Do you plan to do this project again?
We are happy with many of the outcomes we have achieved with Public Press Live so far and plan to continue it indefinitely. Now that we have systems and methods in place, it is much easier to schedule and run Public Press Live events more frequently with less preparation time required for each event.
Would you recommend this revenue- or audience-building approach to other news organizations?
Yes.
What insight would you offer anyone using or thinking of trying a similar approach?
Several aspects of this project took longer than we expected. We hired a part-time contractor in May and June who a) developed the initial list of neighborhood and community organizations for us to approach and made a first round of contacts, b) worked with the leadership team to create a streamlined slide deck, equipment box and event checklist, and c) created outlines for 10-minute, 30-minute and one-hour sessions incorporating both presentations and discussions.
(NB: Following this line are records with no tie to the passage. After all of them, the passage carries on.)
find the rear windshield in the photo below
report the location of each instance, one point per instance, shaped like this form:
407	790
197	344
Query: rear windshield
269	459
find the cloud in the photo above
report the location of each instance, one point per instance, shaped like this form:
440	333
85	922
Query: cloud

We designed these to fit various time slots that groups requested for our participation in their meetings.
In August, we hired Daphne Magnawa as our membership and outreach coordinator to manage the Public Press Live program along with our formal membership program, and other events and outreach.
Daphne — now our director of membership and community — has done a great job executing this project and has accelerated our event schedule for the next several months. When we first started the program, it was more challenging than we expected to fill our calendar with Public Press Live events. We learned that most community groups only meet once a month, and we often needed to schedule with groups several months in advance. Based on our experience with this pilot initiative, we are better equipped to handle the long-range scheduling required to manage Public Press Live as an ongoing program.
Describe the market/community that you serve.
Geographically, we focus most of our reporting and engagement efforts in San Francisco, CA. About 20 percent of our reporting extends to the greater Bay Area, and we occasionally cover statewide issues. We report stories that have broad impact — cost of housing, sea level rise, public education — and also investigate issues affecting marginalized groups to cover important stories that are underreported by the commercial press.
What was your organization’s revenue mix (i.e. sources and %) prior to the project? Did the revenue mix change as a result of the project?
Our revenue mix in 2015 was about 65 percent memberships, subscriptions and other donations from individuals, 25 percent from grants, 8 percent from renting desks to freelance journalists, and the rest from single copy sales and miscellaneous income.
Our revenue mix shifted significantly because we received several new grants in 2016, and a much larger percentage of our funding (about 60 percent) came from charitable foundations.
We expect that our Public Press Live initiative and other ongoing outreach activities will have a long-term positive effect on our ability to expand our membership program. We continue to find that, as with many public radio stations, about 10 percent of our regular audience members (for our purposes, newsletter subscribers) donate to the organization. We know that significantly growing our audience (and making up for those we lose by attrition) will be essential to the stability and long-term health of the organization.